A debatable case can be made that the SOB Soldiers of Barrabas series is also a spinoff of the Executioner. Executioner #63 features a short story "Incident at Hoi Binh" which has Mack Bolan clearing Niles Barrabas of charges of massacring civilians. I'll have to double check but I think that it was published just before SOB #1 which had Niles Barrabas forming his own independent mercinary team. SOB #3 Butchers of Eden has Barrabas remembering another incident in Vietnam with Mack, although Barrabas calls Bolan, John Macklin Bolan.

Have a look at Alice in Stonyland's site listed in the links section, she has a very good list of which books belong in which series.

Joe Hunter - Attack force is a new series to me, but it certainly sound worth further investigation.

Thanks for writing
Brad

Anonymous 4. June 2006, 03:34

Blue Tyson writes:

Brad,

Thanks for the link tip. Yes, a very nebulous thing, certainly. I started out with 'had to have been in comics, or had a comic strip' as a major qualification, for things that were not one off type novels like Superfolks, Sturgeon, Stapledon, etc. and it broadened a bit from there, to include the odd occult detective, or super agent, with a few other suggestions by people. Not sure if I could write it down, as yet!
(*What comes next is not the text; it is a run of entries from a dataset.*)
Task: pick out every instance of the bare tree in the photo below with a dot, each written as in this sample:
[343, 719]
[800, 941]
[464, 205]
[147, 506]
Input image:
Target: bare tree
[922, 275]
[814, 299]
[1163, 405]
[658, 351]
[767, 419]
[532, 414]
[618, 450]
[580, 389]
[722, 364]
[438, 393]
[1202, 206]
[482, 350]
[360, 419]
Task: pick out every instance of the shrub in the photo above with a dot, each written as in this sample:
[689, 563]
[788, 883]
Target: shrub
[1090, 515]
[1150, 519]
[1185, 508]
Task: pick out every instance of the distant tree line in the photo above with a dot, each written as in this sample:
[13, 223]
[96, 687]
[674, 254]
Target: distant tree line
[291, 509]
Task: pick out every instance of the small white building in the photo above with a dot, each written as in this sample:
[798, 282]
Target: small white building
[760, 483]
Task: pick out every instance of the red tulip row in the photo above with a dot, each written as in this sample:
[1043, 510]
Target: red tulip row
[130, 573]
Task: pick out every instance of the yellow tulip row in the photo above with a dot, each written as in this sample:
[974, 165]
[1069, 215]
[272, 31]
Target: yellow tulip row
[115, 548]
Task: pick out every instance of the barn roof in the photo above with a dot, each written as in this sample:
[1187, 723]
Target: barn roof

Stony Man Doctrine is one of the ones I picked up last week, so that is good news.

The SOB series I had not heard of.

Thanks,

Richard

AggressorBrad 4. June 2006, 04:19

Thanks Richard,

Works like these are always in progress - just as you think you have every single series you discover a new one.

Brad

Anonymous 6. June 2006, 04:35

Blue Tyson writes:

Absolutely. I saw this the other day too :-

http://thetrashcollector.bizland.com/pbmensadventure.chtml

A couple more in your 'Sexecutioner' type vein in there, among others. Check out 'The Big Brain'!

AggressorBrad 6. June 2006, 12:30

I have The Big brain #1 definately will be covered here at some point (so many books, so little time)

I guessing Dark Angel isn't Jessica Alba.

I am at least aware of maost of these series, Although Hawk Macrae and The Ms Squad are new to me.

Thanks for the link

Anonymous 8. June 2006, 11:08

Blue Tyson writes:

Yeah, bound to be more than even 2 series called Dark Angel, I'd be pretty sure!

Richard

AggressorBrad 8. June 2006, 20:38

Yep having seen 2 Kung Fu, 2 Revenger, 2 Mercinary, 4 Avenger, 2 Avengers series some names just seem to be reused.

Brad

Anonymous 9. June 2006, 03:06

Blue Tyson writes:

and as to books titled Dark Angel

probably 327 romance novels, for one. ;-)

Think one of Seabury Quinn's Jules de Grandin's is called that, too.

AggressorBrad 9. June 2006, 13:50

LOL. I thought (for a brief time) that Dark Angel was a retitling of Angel, with Angel going evil. There are over seven million hits on Google for the term Dark Angel.